A series of disappearances of Uranus beyond the lunar disk, which began in the autumn of last year, is coming to an end. The final occultation of this planet, visible from the territory of Ukraine, will be observed on the night of January 1 to 2. However, you can see it only in the north of the Sumy and Chernihiv regions.
In Chernihiv, the disappearance of Uranus behind the dark edge of the lunar disk will begin at about 1:12 a.m. GMT+2 and will last more than a minute, as the Moon will move towards the planet “tangentially”. Uranus will remain completely closed for only 4 minutes, after which its southern “edge” will appear from behind the edge of our natural moon – again unlit. Opening the planet’s disk will also take more than a minute. For areas lying to the north, this time will be shorter, but the total period during which the ice giant will “hide” from observers may be noticeably longer.
From beginning to end, in a dark sky, this occultation will be visible only in the north of Europe (including Ireland and Great Britain without its extreme southern part), in Iceland and Greenland. Along the southern border of the visibility zone there will be a band about 10 km wide, for observers in which Uranus will hide behind the lunar disk only partially. It will pass through the territory of Ukraine to the south of Chernihiv, as well as through the cities of Konotop and Vorozhba. When observing in this band, it is necessary to take into account the irregularities of the Moon’s relief passing “against the background” of the planet.
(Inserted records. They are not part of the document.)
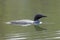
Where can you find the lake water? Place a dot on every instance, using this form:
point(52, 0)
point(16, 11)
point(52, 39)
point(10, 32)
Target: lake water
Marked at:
point(26, 9)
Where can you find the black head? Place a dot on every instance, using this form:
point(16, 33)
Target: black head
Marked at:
point(38, 16)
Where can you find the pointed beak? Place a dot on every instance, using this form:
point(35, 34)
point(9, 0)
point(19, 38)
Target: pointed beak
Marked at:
point(44, 16)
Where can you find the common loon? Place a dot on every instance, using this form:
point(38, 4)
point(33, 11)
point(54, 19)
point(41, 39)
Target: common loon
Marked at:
point(27, 22)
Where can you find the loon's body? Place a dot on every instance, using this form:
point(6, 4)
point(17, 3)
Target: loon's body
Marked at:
point(26, 22)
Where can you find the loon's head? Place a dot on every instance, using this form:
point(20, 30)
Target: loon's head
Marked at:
point(38, 16)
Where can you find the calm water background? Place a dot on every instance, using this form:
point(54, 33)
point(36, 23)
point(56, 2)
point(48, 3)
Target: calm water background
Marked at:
point(26, 9)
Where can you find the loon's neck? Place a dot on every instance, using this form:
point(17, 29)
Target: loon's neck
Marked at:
point(36, 22)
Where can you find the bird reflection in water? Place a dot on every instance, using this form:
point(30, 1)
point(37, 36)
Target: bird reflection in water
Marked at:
point(38, 28)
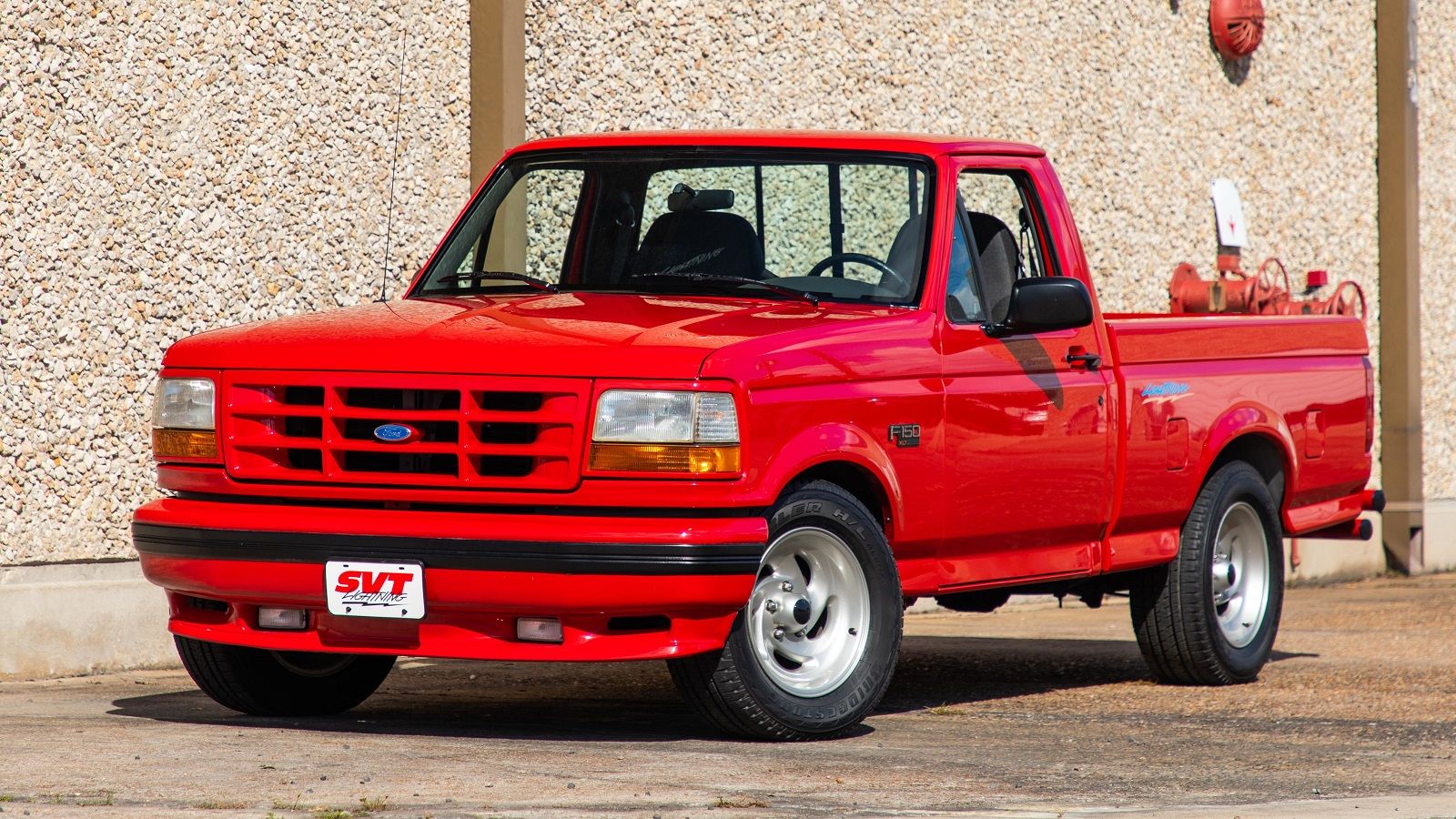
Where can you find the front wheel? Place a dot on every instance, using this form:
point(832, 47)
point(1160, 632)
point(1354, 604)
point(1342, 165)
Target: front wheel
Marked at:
point(281, 683)
point(1210, 615)
point(814, 649)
As it is already clear, this phenomenon is interesting enough to try to see it in the presence of a clear sky (unfortunately, due to the curfew, the possibilities of night movements are now severely limited). It is better to observe it with telescopes with a lens diameter of at least 80 mm and magnification of at least a hundred times. The next occultation of Uranus from the territory of Ukraine will be visible in almost 7 years — in November 2029.